A clip from the entire article below:
"Mr. Stelmach said the province's decision to sign a special immigration deal with Ottawa earlier this year is part of that strategy. The agreement is expected to make it easier and faster for immigrants to settle in the province by cutting red tape. It will also give the province more control over selecting skilled immigrants."
The plans to expand this absoluely unreal pace of development in Alberta are running into a de-facto moratorium-- physics. As the energy sources of pipelines, coal-fired plants and possibly nukes are not yet in operation, the laws making certain the tarsands can import people are coming online as we speak. The SPP-- Security and Prosperity Partnership-- has been quietly opening the borders to people with zero rights and denying the border to anyone else. Chinese workers are expanding inside the Canadian Natural Resources Ltd massive plant operation known as "the Horizon Project"; two have been killed, four maimed and not a single union member or other labour rights arbiter has been allowed to see these people who are locked in behind fences in giant camps. The SPP will open the highway corridors from Mexico, and perhaps as far as Panama, along these rapid "goods" transport corridors being put into place. These plans coincide with the removal of legislation for things like human rights, workers free-movement, minimum wages, and the time one must post for the jobsite to get filled with local labour. There will soon be what amounts to a massive "labour-rights free zone" throughout Alberta while the Tilma-- Trade, Investment and labour mobility Agreement-- will make those rules apply to the entire territory that Tilma enforces-- currently BC and Alberta.
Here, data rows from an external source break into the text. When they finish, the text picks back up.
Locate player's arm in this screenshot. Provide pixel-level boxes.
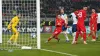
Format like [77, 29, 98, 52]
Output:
[65, 15, 68, 27]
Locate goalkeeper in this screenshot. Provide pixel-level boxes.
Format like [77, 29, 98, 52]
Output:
[7, 14, 21, 45]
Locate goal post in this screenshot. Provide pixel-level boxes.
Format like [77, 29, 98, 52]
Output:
[0, 0, 41, 50]
[0, 0, 2, 43]
[36, 0, 41, 49]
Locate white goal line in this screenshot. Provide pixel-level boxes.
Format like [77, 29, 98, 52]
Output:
[39, 49, 78, 56]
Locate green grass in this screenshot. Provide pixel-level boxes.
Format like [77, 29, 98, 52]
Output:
[0, 34, 100, 56]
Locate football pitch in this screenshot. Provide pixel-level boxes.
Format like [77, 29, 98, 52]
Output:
[0, 33, 100, 56]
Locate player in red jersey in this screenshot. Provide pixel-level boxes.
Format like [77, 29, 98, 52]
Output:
[46, 15, 64, 42]
[89, 9, 98, 41]
[72, 7, 87, 44]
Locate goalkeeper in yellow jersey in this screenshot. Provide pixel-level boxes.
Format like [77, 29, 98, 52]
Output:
[7, 14, 21, 45]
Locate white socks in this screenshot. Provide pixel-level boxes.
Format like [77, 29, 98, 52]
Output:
[72, 32, 76, 42]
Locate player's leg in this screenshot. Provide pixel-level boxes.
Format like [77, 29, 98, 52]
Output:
[46, 28, 58, 42]
[12, 27, 19, 44]
[46, 34, 54, 42]
[63, 31, 69, 42]
[7, 34, 15, 44]
[87, 26, 92, 37]
[92, 26, 97, 41]
[62, 26, 69, 42]
[72, 25, 80, 44]
[72, 24, 77, 43]
[96, 23, 100, 39]
[7, 28, 15, 44]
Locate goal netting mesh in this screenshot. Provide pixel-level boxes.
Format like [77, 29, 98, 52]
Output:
[0, 0, 39, 49]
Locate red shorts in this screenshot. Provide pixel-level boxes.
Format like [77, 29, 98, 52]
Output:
[92, 26, 97, 31]
[77, 24, 86, 32]
[53, 28, 62, 35]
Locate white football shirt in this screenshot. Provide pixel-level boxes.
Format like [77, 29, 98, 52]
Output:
[71, 13, 77, 24]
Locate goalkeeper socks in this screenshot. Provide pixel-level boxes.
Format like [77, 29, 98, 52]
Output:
[75, 32, 79, 41]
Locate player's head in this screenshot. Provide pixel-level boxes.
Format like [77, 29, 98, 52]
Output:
[92, 8, 96, 13]
[83, 6, 88, 10]
[60, 8, 64, 14]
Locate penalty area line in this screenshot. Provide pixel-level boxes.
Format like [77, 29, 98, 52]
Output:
[40, 49, 78, 56]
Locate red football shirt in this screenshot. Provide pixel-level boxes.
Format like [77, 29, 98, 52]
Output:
[77, 10, 86, 24]
[91, 13, 98, 25]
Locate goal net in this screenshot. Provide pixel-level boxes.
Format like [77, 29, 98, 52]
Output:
[0, 0, 40, 49]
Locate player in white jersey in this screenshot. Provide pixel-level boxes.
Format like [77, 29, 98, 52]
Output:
[96, 13, 100, 39]
[71, 11, 78, 43]
[60, 8, 69, 42]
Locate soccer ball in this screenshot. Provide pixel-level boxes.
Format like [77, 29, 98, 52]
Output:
[30, 33, 36, 38]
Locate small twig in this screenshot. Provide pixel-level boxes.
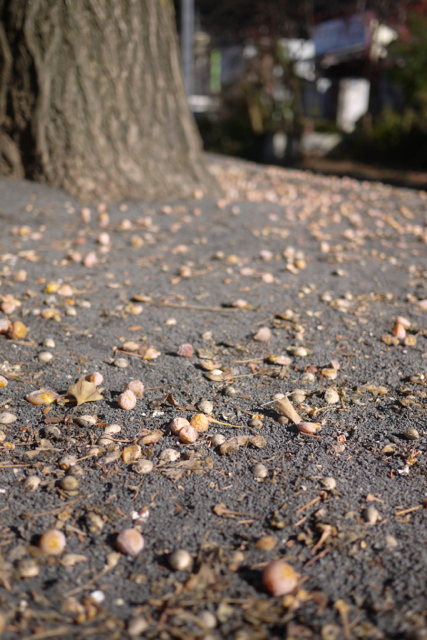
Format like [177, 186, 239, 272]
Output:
[151, 302, 243, 312]
[394, 504, 425, 516]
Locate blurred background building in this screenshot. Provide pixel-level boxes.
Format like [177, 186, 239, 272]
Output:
[175, 0, 427, 175]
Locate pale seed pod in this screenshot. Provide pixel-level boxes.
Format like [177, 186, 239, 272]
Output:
[122, 444, 141, 464]
[269, 356, 292, 367]
[13, 269, 28, 282]
[177, 344, 194, 358]
[171, 418, 190, 436]
[262, 560, 299, 596]
[83, 251, 98, 269]
[190, 413, 209, 433]
[7, 320, 27, 340]
[168, 549, 193, 571]
[325, 389, 340, 404]
[139, 347, 162, 360]
[132, 459, 154, 476]
[116, 529, 144, 556]
[197, 398, 213, 413]
[252, 462, 268, 478]
[159, 449, 180, 462]
[138, 429, 163, 444]
[298, 422, 321, 435]
[86, 511, 105, 535]
[85, 371, 104, 387]
[179, 424, 198, 444]
[18, 558, 40, 578]
[125, 380, 144, 400]
[396, 316, 411, 329]
[58, 453, 77, 471]
[39, 529, 67, 556]
[365, 504, 381, 525]
[25, 389, 59, 406]
[59, 476, 79, 491]
[117, 389, 136, 411]
[74, 414, 97, 429]
[391, 322, 406, 340]
[253, 327, 271, 342]
[0, 318, 10, 333]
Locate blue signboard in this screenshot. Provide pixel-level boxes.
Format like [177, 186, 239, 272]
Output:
[314, 13, 372, 57]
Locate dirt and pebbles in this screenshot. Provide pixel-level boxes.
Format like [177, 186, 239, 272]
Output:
[0, 157, 427, 640]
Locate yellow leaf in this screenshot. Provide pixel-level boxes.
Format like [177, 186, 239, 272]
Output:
[67, 380, 103, 406]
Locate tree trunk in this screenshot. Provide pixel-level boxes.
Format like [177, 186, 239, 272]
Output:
[0, 0, 219, 201]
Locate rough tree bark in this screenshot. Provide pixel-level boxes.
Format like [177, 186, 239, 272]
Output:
[0, 0, 219, 201]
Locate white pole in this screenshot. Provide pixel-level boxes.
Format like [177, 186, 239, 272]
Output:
[181, 0, 194, 96]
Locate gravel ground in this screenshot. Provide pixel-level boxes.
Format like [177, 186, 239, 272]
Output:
[0, 157, 427, 640]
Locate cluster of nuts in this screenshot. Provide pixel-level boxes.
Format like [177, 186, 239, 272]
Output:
[118, 380, 144, 411]
[171, 413, 209, 444]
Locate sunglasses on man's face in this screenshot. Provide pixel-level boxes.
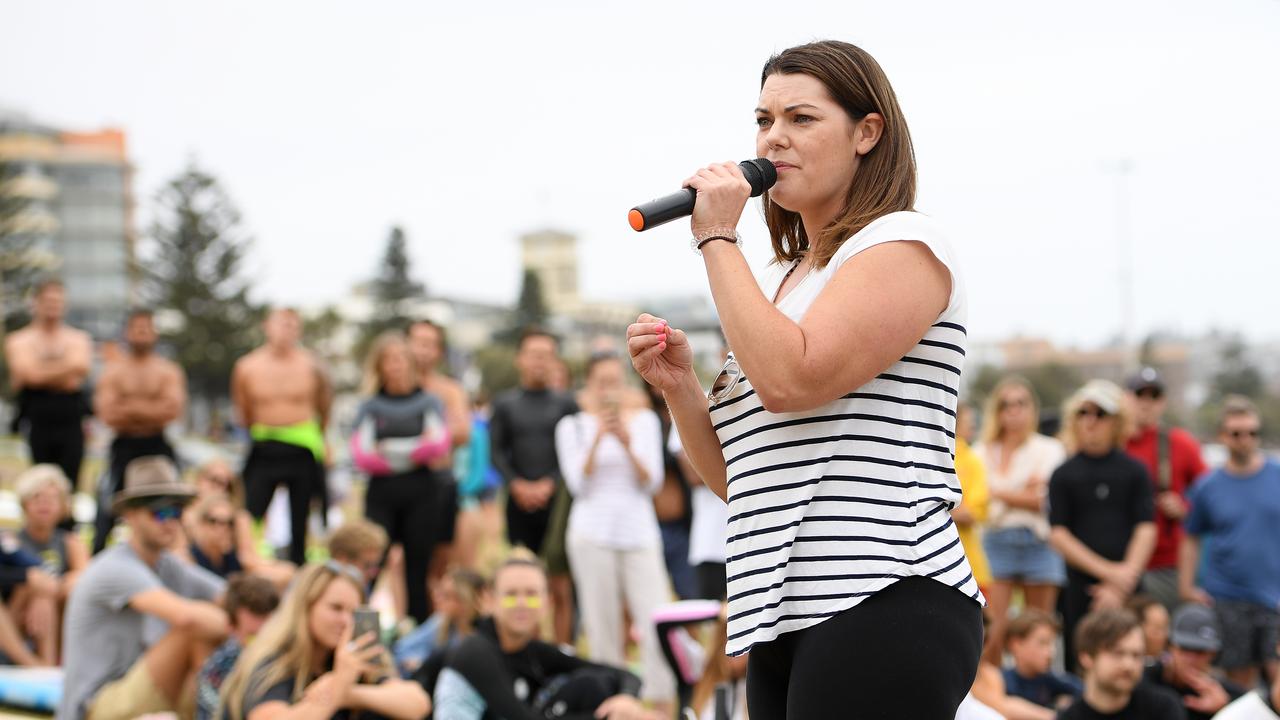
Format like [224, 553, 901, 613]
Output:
[707, 355, 742, 404]
[200, 515, 236, 529]
[498, 594, 543, 610]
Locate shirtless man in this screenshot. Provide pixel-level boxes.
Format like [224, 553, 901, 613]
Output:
[408, 320, 474, 573]
[93, 310, 187, 555]
[232, 307, 333, 565]
[4, 279, 93, 486]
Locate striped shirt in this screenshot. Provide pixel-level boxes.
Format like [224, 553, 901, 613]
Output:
[710, 213, 984, 655]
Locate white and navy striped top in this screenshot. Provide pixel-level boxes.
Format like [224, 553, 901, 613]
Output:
[710, 213, 984, 655]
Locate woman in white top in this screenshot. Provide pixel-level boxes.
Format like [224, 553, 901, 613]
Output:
[974, 375, 1066, 666]
[556, 354, 676, 705]
[627, 41, 982, 720]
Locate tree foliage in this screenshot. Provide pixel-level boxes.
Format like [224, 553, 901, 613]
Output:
[356, 227, 426, 357]
[0, 159, 41, 336]
[138, 163, 262, 401]
[1196, 336, 1280, 445]
[494, 268, 550, 346]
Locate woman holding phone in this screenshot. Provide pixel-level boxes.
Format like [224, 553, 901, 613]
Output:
[627, 41, 982, 720]
[556, 352, 676, 705]
[220, 560, 431, 720]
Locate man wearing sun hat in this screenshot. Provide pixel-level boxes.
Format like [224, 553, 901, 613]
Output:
[1125, 368, 1208, 614]
[1143, 602, 1245, 720]
[56, 456, 228, 720]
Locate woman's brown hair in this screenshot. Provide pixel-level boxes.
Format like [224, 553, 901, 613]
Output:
[760, 40, 915, 268]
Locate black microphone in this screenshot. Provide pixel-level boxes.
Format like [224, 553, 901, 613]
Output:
[627, 158, 778, 232]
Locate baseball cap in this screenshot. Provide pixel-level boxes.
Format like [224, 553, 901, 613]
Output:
[1071, 380, 1124, 415]
[1169, 602, 1222, 652]
[1129, 366, 1165, 392]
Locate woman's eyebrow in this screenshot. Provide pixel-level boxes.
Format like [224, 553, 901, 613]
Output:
[755, 102, 818, 115]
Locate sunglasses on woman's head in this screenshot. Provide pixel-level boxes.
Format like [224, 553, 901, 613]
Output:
[200, 515, 236, 528]
[996, 397, 1032, 410]
[324, 560, 365, 587]
[707, 355, 742, 402]
[498, 594, 543, 610]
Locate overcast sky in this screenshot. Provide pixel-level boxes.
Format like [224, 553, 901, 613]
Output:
[0, 0, 1280, 345]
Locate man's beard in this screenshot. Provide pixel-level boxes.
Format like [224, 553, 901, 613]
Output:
[1098, 674, 1138, 696]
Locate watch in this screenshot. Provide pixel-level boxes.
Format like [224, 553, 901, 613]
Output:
[689, 229, 742, 255]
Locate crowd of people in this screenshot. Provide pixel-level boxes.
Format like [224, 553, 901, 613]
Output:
[0, 275, 1280, 720]
[952, 368, 1280, 720]
[0, 282, 742, 719]
[0, 41, 1280, 720]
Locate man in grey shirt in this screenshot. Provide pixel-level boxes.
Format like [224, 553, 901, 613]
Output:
[56, 456, 228, 720]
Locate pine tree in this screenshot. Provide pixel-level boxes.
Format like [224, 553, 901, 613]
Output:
[138, 163, 262, 401]
[512, 268, 548, 340]
[0, 160, 41, 337]
[356, 227, 426, 357]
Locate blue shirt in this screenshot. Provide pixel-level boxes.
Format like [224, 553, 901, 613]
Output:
[1183, 460, 1280, 610]
[1004, 667, 1084, 708]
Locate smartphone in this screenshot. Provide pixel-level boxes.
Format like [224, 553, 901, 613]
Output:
[351, 607, 381, 647]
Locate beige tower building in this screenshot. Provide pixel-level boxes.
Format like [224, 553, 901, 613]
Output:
[520, 229, 582, 315]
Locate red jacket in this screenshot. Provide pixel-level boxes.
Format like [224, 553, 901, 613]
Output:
[1125, 428, 1208, 570]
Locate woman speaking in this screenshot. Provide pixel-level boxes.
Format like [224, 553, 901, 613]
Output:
[627, 41, 983, 720]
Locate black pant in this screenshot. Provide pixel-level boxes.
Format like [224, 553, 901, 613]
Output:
[93, 434, 177, 555]
[1059, 570, 1098, 673]
[241, 441, 328, 565]
[746, 578, 982, 720]
[507, 496, 556, 553]
[27, 419, 84, 489]
[695, 562, 728, 602]
[365, 468, 440, 623]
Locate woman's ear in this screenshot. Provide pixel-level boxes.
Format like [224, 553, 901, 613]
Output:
[854, 113, 884, 155]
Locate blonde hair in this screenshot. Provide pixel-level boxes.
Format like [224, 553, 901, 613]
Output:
[978, 375, 1039, 443]
[360, 331, 417, 395]
[14, 462, 72, 515]
[1057, 380, 1133, 454]
[329, 519, 389, 560]
[218, 561, 376, 720]
[191, 457, 244, 510]
[435, 568, 488, 646]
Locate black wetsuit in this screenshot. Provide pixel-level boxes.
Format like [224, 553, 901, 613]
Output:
[489, 388, 577, 552]
[435, 609, 640, 720]
[241, 439, 329, 565]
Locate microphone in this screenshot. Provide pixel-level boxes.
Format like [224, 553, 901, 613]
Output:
[627, 158, 778, 232]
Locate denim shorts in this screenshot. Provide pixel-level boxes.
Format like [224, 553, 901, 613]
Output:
[982, 528, 1066, 585]
[1213, 598, 1280, 670]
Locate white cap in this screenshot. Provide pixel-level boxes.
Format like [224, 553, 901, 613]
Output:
[1071, 380, 1124, 415]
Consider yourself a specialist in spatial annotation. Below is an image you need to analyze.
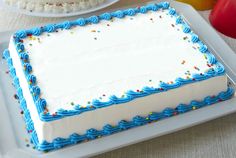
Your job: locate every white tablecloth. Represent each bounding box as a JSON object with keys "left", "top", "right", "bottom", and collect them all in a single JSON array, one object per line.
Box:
[{"left": 0, "top": 0, "right": 236, "bottom": 158}]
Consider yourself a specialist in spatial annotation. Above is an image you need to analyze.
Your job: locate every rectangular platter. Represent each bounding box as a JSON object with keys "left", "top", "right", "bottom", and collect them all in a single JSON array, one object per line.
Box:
[{"left": 0, "top": 1, "right": 236, "bottom": 158}]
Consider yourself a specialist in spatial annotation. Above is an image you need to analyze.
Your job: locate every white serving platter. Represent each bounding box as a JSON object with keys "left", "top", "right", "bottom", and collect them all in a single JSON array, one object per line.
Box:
[
  {"left": 0, "top": 1, "right": 236, "bottom": 158},
  {"left": 0, "top": 0, "right": 119, "bottom": 18}
]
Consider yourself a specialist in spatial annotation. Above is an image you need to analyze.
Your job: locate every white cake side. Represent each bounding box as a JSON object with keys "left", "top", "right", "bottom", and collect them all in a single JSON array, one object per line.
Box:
[{"left": 9, "top": 8, "right": 230, "bottom": 142}]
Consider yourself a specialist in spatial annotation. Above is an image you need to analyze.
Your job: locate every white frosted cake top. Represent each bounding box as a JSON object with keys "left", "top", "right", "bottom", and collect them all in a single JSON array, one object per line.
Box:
[{"left": 20, "top": 10, "right": 213, "bottom": 112}]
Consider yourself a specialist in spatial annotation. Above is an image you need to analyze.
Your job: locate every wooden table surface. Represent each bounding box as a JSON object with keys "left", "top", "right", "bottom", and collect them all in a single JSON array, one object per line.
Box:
[{"left": 0, "top": 0, "right": 236, "bottom": 158}]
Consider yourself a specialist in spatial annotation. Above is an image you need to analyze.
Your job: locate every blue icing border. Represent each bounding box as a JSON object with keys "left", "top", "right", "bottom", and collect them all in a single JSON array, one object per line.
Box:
[
  {"left": 3, "top": 2, "right": 234, "bottom": 151},
  {"left": 4, "top": 50, "right": 234, "bottom": 151},
  {"left": 7, "top": 2, "right": 225, "bottom": 122}
]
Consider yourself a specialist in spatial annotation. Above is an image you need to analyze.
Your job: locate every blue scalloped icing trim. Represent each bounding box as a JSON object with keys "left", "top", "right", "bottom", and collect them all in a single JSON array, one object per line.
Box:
[
  {"left": 4, "top": 2, "right": 229, "bottom": 122},
  {"left": 4, "top": 50, "right": 234, "bottom": 151},
  {"left": 3, "top": 2, "right": 234, "bottom": 151}
]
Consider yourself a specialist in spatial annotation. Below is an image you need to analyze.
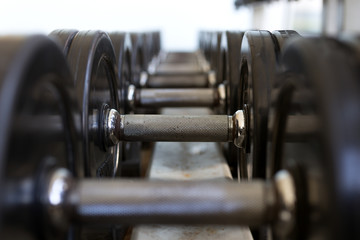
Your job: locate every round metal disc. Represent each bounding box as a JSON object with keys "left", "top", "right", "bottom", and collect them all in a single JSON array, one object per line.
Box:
[
  {"left": 52, "top": 31, "right": 121, "bottom": 177},
  {"left": 238, "top": 31, "right": 300, "bottom": 178},
  {"left": 272, "top": 38, "right": 360, "bottom": 240},
  {"left": 0, "top": 36, "right": 77, "bottom": 239},
  {"left": 130, "top": 33, "right": 145, "bottom": 87},
  {"left": 109, "top": 33, "right": 141, "bottom": 177},
  {"left": 226, "top": 31, "right": 244, "bottom": 178}
]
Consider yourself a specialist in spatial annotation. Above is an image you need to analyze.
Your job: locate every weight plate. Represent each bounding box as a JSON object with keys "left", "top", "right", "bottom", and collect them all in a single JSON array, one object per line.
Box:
[
  {"left": 130, "top": 33, "right": 146, "bottom": 87},
  {"left": 49, "top": 29, "right": 79, "bottom": 56},
  {"left": 0, "top": 35, "right": 79, "bottom": 239},
  {"left": 238, "top": 31, "right": 300, "bottom": 178},
  {"left": 109, "top": 33, "right": 141, "bottom": 177},
  {"left": 226, "top": 31, "right": 244, "bottom": 178},
  {"left": 272, "top": 38, "right": 360, "bottom": 240},
  {"left": 51, "top": 31, "right": 121, "bottom": 177}
]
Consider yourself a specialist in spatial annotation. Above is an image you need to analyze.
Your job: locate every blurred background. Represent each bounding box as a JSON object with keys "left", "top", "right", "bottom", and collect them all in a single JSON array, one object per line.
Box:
[{"left": 0, "top": 0, "right": 360, "bottom": 50}]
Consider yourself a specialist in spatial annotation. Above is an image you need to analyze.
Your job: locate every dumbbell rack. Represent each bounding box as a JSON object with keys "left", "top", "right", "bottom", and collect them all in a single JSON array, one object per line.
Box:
[{"left": 131, "top": 52, "right": 253, "bottom": 240}]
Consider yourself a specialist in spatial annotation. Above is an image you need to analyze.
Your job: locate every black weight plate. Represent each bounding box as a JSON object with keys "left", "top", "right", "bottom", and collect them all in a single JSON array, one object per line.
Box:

The article below is designed to make us "understand" why such needs are necessary-- really, the need comes from the gigantic failure of US energy concerns to subdue the Middle East, and the higher prices created by killing kids in Mesopotamia leads to the ability to make solid strides in destroying the earth across Turtle Island for those same energy concerns.
--M
Oil patch braces for big exodus
Loss of older skilled workers, early retirements weigh on sector planning to triple output
KATHERINE HARDING
July 18, 2007
EDMONTON -- Alberta's red-hot economy has been sucking workers from the rest of Canada for several years, and the province now boasts the youngest work force in the country.
This should be good news for Alberta's growing oil and gas industry, which is facing a critical and seemingly never-ending labour shortage, but data released by Statistics Canada yesterday aren't sparking celebration in the oil patch.
"Yes, Alberta has a lot of young workers. ... But most of them are in the service industry," said Brian Maynard, a vice-president with the Canadian Association of Petroleum Producers.
According to data from the 2006 census, only 14 per cent of the province's work force is in the 55-64 age group, the lowest proportion among provinces. Statscan found that during the past several years, Alberta's economic boom has attracted lots of workers to the province, especially Calgary and Edmonton. The result is an age structure with a high proportion of people aged between 20 and 44.
Mr. Maynard said many of Alberta's older workers in the energy sector (the median age is currently about 44) aren't even making it to what's considered a traditional retiring age in other parts of Canada because the economic boom has made it easier for them to leave the work force sooner. "What we are seeing is that people are retiring earlier and earlier," he said, adding that it's not unusual for a person to leave at age 50.
He said there is increasing concern about the trend of earlier retirements coupled with the impending mass exodus of the energy industry's older skilled workers, such as project managers and geologists.
The timing couldn't be worse: The oil patch has plans to build about $100-billion worth of oil sands projects in northern Alberta over the next 10 years in hopes of tripling production. A lack of workers could lead to cost overruns, a problem that has already plagued work being done in the oil patch.
Nearly one in every six workers in Alberta is employed directly or indirectly in the province's energy sector.
Last week, Alberta's energy associations and employers released a plan to deal with the acute labour shortages. It suggested 46 new ways to attract more people, including recruiting more women and aboriginals, to the industry.
Alberta Premier Ed Stelmach said yesterday that the new national census data are troubling and suggest that Canada's increasingly aging pool of workers will likely "put even more pressure on [Alberta's] work force."
He said his government is trying to head off problems that could stem from possibly even worse labour shortages by coming up now with long-term plans to begin addressing them.
Mr. Stelmach said the province's decision to sign a special immigration deal with Ottawa earlier this year is part of that strategy. The agreement is expected to make it easier and faster for immigrants to settle in the province by cutting red tape. It will also give the province more control over selecting skilled immigrants.
"It is going to go far in terms of bringing more workers into the province," Mr. Stelmach said.